Albertos Sonia, Majo Francesc X, Esteban Rafael, Colom Joan, Buti María
Division of Gastroenterology and Hepatology, Hospital Residencia Sant Camil, Consorci Sanitari de l'Alt Penedès i Garraf (CSAPG), Barcelona, Spain.
Catalunya Healthcare System, Generalitat de Catalunya, Prevenció, Control i Atenció al VIH, les ITS i les Hepatitis Víriques, Barcelona, Spain.
Front Public Health. 2024 Dec 9;12:1478195. doi: 10.3389/fpubh.2024.1478195. eCollection 2024.
To assess the feasibility and acceptability of massive hepatitis C virus (HCV) testing in point of care on the street using quick tests, determine the characteristics of the population included, and the prevalence of HCV infection in this population.
Cross-sectional community-based study including adult men who have sex with men (MSM) who attended the three most important LGTB+ events in Sitges (Catalonia, Spain) in 2022. Points of care were set up on tents on the street and attendees were offered voluntary anti-HCV antibody self-testing. Participants were informed of the study, provided consent, completed the test for identification of risk practices (TIRP), and took the test with the OraQuick® HCV test on a saliva sample (sensitivity: 97.8% [95% confidence interval (CI), 93.2-99.4%] and specificity: 100% [95% CI, 98.4-100%]; gold standard: IgG antibody test for HCV by immunoassay [serum]); participants with positive results were offered HCV virus testing with the Xpert HCV Fingerstick® on a blood drop.

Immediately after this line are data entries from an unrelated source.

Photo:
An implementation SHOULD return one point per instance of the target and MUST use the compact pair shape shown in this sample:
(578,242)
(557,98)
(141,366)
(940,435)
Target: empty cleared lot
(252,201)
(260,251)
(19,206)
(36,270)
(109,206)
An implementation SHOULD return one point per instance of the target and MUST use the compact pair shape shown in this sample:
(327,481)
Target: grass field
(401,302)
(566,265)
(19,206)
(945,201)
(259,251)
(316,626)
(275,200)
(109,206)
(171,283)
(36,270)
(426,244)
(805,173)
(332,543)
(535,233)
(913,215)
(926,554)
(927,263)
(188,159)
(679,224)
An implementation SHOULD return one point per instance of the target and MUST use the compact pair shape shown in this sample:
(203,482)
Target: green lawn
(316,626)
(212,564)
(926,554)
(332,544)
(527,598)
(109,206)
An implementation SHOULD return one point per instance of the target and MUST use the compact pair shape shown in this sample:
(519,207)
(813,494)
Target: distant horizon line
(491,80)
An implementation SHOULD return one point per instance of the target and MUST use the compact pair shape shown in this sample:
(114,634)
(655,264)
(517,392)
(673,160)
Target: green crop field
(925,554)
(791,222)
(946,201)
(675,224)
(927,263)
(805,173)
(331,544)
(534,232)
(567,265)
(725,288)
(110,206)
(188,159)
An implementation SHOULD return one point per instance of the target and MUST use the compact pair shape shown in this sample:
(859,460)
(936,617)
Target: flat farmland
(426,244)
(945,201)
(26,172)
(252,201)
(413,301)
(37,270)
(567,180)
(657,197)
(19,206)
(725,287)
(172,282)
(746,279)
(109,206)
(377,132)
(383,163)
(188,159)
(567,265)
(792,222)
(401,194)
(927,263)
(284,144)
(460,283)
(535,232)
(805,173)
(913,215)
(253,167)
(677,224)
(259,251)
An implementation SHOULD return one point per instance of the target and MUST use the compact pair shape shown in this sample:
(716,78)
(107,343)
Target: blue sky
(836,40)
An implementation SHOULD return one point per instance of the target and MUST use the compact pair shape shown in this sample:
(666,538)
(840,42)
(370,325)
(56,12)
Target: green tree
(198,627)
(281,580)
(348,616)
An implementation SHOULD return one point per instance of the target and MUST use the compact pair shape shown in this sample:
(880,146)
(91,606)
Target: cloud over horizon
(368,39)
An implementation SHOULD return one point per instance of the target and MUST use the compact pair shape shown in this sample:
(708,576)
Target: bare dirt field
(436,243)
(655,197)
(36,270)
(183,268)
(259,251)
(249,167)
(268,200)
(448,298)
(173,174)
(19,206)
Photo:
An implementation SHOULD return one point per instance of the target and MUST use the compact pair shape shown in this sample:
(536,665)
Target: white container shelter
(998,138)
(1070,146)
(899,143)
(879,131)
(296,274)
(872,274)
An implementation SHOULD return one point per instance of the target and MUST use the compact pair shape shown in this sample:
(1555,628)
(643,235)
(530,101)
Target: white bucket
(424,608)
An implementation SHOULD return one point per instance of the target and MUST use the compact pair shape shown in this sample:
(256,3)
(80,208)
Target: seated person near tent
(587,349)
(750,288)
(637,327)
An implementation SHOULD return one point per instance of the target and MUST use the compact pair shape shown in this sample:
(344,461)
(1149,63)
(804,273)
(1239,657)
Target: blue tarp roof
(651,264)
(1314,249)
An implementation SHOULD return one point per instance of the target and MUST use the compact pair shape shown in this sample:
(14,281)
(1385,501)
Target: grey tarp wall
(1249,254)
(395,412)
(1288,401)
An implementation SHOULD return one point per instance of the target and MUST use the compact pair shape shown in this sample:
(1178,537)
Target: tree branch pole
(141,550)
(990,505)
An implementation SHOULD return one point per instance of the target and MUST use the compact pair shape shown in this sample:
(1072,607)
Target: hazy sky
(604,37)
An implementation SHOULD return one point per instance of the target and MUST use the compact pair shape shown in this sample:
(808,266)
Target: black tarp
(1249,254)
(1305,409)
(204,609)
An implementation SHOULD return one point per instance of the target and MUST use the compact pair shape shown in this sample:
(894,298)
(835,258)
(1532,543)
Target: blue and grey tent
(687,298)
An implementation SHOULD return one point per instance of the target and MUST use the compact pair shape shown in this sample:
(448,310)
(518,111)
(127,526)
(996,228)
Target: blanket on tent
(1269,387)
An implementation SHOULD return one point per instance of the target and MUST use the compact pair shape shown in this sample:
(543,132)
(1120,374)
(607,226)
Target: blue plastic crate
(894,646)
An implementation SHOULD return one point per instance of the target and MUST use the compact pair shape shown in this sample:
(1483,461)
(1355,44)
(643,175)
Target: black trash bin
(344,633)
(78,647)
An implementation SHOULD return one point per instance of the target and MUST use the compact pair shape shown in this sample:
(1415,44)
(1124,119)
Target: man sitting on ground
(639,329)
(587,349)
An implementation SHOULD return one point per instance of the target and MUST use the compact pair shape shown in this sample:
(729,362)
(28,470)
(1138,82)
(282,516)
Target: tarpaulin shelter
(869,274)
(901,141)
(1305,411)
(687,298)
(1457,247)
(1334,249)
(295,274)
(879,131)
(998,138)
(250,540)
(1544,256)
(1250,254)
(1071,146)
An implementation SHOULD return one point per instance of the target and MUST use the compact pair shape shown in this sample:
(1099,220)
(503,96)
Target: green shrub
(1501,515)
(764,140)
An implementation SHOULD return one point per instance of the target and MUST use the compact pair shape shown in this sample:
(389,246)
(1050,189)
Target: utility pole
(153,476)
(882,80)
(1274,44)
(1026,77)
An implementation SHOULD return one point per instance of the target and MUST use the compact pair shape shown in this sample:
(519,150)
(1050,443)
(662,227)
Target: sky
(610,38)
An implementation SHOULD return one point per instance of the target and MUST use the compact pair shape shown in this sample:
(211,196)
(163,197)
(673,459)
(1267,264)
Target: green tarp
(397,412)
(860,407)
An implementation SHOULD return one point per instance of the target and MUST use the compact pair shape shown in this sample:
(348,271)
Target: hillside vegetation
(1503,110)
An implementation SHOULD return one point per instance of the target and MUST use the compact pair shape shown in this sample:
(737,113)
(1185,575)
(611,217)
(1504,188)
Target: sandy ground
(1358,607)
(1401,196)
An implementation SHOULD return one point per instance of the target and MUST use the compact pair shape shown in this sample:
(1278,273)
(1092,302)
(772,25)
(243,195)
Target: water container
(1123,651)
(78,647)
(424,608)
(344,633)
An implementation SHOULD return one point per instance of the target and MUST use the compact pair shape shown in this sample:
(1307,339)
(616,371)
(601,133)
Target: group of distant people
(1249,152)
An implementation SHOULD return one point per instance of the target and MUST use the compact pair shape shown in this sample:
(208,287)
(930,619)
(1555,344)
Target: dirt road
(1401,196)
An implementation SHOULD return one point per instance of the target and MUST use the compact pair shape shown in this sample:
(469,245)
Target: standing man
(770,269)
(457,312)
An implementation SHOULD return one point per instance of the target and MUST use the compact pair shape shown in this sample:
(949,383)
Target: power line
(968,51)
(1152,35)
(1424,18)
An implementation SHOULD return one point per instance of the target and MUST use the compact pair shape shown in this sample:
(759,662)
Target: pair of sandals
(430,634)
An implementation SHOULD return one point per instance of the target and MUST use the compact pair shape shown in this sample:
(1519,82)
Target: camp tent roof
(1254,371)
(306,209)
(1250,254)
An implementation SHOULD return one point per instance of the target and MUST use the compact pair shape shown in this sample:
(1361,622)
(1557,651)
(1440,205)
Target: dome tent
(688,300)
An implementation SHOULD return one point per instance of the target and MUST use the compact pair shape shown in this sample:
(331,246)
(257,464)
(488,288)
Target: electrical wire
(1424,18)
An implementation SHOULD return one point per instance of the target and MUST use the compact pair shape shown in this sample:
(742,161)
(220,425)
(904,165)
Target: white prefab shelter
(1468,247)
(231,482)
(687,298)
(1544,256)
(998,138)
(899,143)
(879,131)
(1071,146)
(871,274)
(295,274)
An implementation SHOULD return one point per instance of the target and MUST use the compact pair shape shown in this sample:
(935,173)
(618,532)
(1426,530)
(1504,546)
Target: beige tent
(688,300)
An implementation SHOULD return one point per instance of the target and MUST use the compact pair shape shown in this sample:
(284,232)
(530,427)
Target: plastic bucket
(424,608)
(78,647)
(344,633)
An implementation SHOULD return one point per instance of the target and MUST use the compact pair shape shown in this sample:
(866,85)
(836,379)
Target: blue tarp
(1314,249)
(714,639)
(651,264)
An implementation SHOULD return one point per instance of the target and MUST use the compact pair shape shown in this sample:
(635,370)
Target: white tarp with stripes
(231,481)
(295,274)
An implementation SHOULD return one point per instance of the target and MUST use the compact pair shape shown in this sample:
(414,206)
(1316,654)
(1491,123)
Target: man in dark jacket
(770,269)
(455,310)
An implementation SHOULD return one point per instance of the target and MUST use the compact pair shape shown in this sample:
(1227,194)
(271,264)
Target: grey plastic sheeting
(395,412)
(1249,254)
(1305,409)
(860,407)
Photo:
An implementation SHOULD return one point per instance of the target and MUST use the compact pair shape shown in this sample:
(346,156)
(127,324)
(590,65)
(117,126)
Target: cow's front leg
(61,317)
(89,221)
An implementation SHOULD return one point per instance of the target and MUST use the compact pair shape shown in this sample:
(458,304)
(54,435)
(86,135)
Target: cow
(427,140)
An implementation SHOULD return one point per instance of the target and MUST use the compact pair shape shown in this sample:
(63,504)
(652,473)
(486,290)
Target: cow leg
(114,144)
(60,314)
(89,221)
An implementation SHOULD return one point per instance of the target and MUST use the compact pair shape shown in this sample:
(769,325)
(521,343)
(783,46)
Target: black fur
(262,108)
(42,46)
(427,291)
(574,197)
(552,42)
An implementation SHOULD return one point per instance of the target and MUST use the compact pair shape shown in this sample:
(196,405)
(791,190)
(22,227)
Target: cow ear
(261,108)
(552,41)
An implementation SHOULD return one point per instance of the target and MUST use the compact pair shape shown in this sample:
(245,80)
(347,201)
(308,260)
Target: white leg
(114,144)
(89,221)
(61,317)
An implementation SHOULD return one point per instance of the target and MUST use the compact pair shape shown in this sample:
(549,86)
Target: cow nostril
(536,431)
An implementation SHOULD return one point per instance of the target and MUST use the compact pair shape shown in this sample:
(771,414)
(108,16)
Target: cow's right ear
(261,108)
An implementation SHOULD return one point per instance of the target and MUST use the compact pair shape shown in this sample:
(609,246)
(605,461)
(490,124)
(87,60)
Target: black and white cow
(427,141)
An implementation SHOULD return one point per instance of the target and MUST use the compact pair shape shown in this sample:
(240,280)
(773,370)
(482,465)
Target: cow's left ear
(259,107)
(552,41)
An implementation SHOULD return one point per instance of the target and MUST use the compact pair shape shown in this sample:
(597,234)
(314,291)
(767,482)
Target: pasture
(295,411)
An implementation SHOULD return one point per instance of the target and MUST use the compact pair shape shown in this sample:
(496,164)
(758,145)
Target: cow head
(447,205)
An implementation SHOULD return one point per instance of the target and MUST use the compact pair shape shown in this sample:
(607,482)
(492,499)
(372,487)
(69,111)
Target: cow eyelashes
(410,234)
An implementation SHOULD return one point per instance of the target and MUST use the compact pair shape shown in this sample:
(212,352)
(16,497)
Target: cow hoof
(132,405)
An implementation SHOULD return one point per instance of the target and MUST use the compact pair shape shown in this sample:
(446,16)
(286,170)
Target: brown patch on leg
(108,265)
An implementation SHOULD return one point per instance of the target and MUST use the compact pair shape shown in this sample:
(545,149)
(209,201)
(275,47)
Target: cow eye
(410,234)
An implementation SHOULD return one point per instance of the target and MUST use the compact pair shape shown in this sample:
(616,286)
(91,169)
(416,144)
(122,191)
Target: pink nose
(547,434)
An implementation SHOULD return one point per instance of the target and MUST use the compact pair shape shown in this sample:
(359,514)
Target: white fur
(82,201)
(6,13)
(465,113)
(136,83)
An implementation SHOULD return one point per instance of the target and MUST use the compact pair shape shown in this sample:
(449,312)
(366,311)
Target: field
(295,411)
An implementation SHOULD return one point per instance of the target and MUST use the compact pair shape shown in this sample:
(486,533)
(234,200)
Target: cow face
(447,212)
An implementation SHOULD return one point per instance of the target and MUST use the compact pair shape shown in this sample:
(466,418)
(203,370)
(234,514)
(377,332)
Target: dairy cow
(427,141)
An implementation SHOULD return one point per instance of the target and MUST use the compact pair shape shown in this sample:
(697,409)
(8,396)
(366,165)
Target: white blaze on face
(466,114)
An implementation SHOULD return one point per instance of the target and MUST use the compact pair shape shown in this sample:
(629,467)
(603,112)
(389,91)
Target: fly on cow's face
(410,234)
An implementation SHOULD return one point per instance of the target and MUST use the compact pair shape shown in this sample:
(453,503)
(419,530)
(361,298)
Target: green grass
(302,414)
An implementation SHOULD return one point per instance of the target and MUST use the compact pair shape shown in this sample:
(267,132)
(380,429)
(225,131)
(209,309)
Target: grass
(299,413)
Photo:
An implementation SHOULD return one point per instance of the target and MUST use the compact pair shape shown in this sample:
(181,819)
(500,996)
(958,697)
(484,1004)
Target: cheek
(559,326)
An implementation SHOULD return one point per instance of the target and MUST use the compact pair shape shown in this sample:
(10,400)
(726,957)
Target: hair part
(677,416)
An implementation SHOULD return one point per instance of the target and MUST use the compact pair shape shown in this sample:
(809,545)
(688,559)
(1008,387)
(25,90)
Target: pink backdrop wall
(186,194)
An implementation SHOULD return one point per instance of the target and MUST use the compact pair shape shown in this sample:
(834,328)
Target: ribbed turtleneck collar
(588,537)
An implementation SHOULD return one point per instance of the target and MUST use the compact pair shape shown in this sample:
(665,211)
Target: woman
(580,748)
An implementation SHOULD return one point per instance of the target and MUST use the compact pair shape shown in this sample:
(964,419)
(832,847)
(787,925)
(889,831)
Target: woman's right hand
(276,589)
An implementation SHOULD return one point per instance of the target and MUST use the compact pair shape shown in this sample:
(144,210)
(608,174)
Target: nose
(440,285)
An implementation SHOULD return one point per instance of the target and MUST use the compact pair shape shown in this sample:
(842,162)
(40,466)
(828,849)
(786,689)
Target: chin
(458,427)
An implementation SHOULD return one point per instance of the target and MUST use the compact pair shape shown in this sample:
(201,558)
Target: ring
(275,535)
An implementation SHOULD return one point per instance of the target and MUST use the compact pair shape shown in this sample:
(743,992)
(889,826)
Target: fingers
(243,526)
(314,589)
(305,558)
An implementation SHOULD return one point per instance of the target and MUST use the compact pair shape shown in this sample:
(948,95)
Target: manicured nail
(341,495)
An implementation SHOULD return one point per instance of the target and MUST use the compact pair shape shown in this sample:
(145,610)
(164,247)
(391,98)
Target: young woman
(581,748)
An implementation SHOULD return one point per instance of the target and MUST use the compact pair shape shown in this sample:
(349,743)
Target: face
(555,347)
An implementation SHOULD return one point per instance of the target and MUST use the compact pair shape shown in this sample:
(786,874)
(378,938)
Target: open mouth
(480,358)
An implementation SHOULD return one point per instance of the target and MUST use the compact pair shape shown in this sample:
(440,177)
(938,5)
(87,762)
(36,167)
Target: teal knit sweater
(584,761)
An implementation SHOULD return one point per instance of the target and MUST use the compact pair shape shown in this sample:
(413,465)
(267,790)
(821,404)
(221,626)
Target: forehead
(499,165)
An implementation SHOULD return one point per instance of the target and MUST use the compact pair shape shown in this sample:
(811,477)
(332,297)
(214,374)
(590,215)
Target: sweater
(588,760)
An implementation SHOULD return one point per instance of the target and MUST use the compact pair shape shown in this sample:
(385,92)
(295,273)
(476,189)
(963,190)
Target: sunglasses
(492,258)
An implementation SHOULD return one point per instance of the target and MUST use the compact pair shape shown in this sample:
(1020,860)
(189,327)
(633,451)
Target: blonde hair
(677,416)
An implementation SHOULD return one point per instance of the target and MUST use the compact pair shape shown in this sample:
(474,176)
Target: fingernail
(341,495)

A total of 1249 adults participated in the large-scale screening, of which 1197 (95.8%) were identified as MSM. The screening time was 39 participants/h. Four (0.32%) participants had positive anti-HCV results, all with undetectable HCV RNA levels. Participants' median (IQR) age was 44 (35, 54) years; most were Europeans, and 13% reported being unaware of their serological HCV status. The mean (SD) TIRP score was 1.40 (1.44) ( = 1062), with 67.41% reporting some risk, and the self-perceived sexually transmitted disease score was 3.0 (2.82) ( = 969).
The point-of-care strategy on the street using a quick oral self-test at massive MSM events is feasible, well-accepted, and quick, and may be a useful strategy to reach other populations at risk of HCV infection.
评估在街头医疗点使用快速检测进行大规模丙型肝炎病毒(HCV)检测的可行性和可接受性,确定纳入人群的特征以及该人群中HCV感染的患病率。
基于社区的横断面研究,纳入了2022年参加西班牙加泰罗尼亚锡切斯三个最重要的LGTB+活动的男男性行为者(MSM)。在街头的帐篷内设立医疗点,为参与者提供自愿的抗HCV抗体自我检测。向参与者介绍了该研究,获得其同意,完成风险行为识别测试(TIRP),并使用OraQuick® HCV检测对唾液样本进行检测(灵敏度:97.8%[95%置信区间(CI),93.2 - 99.4%],特异性:100%[95% CI,98.4 - 100%];金标准:通过免疫测定法检测HCV的IgG抗体[血清]);检测结果呈阳性的参与者用Xpert HCV Fingerstick®对血滴进行HCV病毒检测。
共有1249名成年人参与了大规模筛查,其中1197名(95.8%)被确定为MSM。筛查速度为每小时39名参与者。4名(0.32%)参与者抗HCV检测结果呈阳性,所有参与者的HCV RNA水平均未检测到。参与者的年龄中位数(IQR)为44(35,54)岁;大多数为欧洲人,13%报告不清楚自己的HCV血清学状态。TIRP评分的平均值(SD)为1.40(1.44)(n = 1062),67.41%报告有一些风险,自我感知的性传播疾病评分为3.0(2.82)(n = 969)。
在大规模MSM活动中,在街头医疗点采用快速口服自我检测的策略是可行的、易于接受的且快速的,可能是接触其他有HCV感染风险人群的有用策略。